Any other time all the other fellows would have crowded around and wanted to know what it was, but now they were so much taken up with the Indians that none of them minded him, and so he got a good chance at Pony alone. Pony was afraid that Jim Leonard wanted him to run off with the Indians, and this was just what he did want.
He said: “You ought to get a blanket and stain your face and hands with walnut juice, and then no one could tell you from the rest of the tribe, and you could go out with them where they’re going and hunt buffaloes. It’s the greatest chance there ever was. They’ll adopt you into the tribe, maybe, as soon as the canal-boats leave, or as quick as they can get to a place where they can pull your hair out and wash you in the canal. I tell you, if I was in your place, I’d do it, Pony.”
Pony did not know what to say. He hated to tell Jim Leonard that he had pretty nearly given up the notion of running off for the present, or until his father and mother did something more to make him do it.
Ever since the boys failed so in trying to get Piccolo to hook his father’s boat for Pony to run off in, things had been going better with Pony at home. His mother did not stop him from half so many things as she used to do, and lately his father had got to being very good to him: let him lie in bed in the morning, and did not seem to notice when he stayed out with the boys at night, telling stories on the front steps, or playing hide-and-go-whoop, or anything. They seemed to be a great deal taken up with each other and not to mind so much what Pony was doing.

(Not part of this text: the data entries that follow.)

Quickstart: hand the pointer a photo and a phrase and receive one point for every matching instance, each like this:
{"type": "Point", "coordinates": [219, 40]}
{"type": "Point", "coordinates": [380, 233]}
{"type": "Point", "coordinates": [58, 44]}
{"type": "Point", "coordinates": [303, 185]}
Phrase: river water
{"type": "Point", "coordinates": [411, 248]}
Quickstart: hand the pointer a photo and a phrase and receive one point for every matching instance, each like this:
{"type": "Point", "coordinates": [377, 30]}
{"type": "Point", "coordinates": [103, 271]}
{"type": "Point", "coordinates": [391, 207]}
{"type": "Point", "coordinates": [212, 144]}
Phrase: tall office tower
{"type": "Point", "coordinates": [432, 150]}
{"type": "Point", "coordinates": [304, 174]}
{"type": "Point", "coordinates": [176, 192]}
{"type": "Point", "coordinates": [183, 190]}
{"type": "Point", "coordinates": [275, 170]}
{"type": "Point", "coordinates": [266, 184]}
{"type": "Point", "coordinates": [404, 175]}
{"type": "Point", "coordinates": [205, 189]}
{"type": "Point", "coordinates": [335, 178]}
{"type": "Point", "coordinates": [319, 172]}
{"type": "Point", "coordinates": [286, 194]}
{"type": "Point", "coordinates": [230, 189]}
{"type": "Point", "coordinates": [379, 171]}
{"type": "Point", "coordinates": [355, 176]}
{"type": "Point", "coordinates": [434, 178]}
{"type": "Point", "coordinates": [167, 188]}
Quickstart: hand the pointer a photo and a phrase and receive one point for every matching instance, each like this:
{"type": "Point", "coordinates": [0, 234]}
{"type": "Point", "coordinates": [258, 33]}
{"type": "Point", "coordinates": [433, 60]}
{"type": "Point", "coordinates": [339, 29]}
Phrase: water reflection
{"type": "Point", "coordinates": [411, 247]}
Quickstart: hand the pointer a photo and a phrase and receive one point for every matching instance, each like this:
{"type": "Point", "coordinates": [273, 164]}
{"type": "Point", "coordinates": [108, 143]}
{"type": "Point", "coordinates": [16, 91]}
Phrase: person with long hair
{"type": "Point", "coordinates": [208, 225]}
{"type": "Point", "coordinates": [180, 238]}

His mother let him go in swimming whenever he asked her, and did not make him promise to keep out of the deep water. She said she would see, when he coaxed her for five cents to get powder for the Fourth, and she let him have one of the boys to spend the night with him once, and she gave them waffles for breakfast. She showed herself something like a mother, and she had told him that if he would be very, very good she would get his father to give him a quarter, so that he could buy two packs of shooting-crackers, as well as five cents’ worth of powder for the Fourth. But she put her arms around him and hugged him up to her and kissed his head and said:
“You’ll be very careful, Pony, won’t you? You’re all the little boy we’ve got, and if anything should happen to you—”
She seemed to be almost crying, and Pony laughed and said: “Why, nothing could happen to you with shooting-crackers”; and she could have the powder to keep for him; and he would just make a snake with it Fourth of July night; put it around through the grass, loose, and then light one end of it, and she would see how it would go off and not make the least noise. But she said she did not want to see it; only he must be careful; and she kissed him again and let him go, and when he got away he could see her wiping her eyes. It seemed to him that she was crying a good deal in those days, and he could not understand what it was about. She was scared at any little thing, and would whoop at the least noise, and when his father would say: “Lucy, my dear girl!” she would burst out crying and say that she could not help it. But she got better and better to Pony all the time, and it was this that now made him ashamed with Jim Leonard, because it made him not want to run off so much.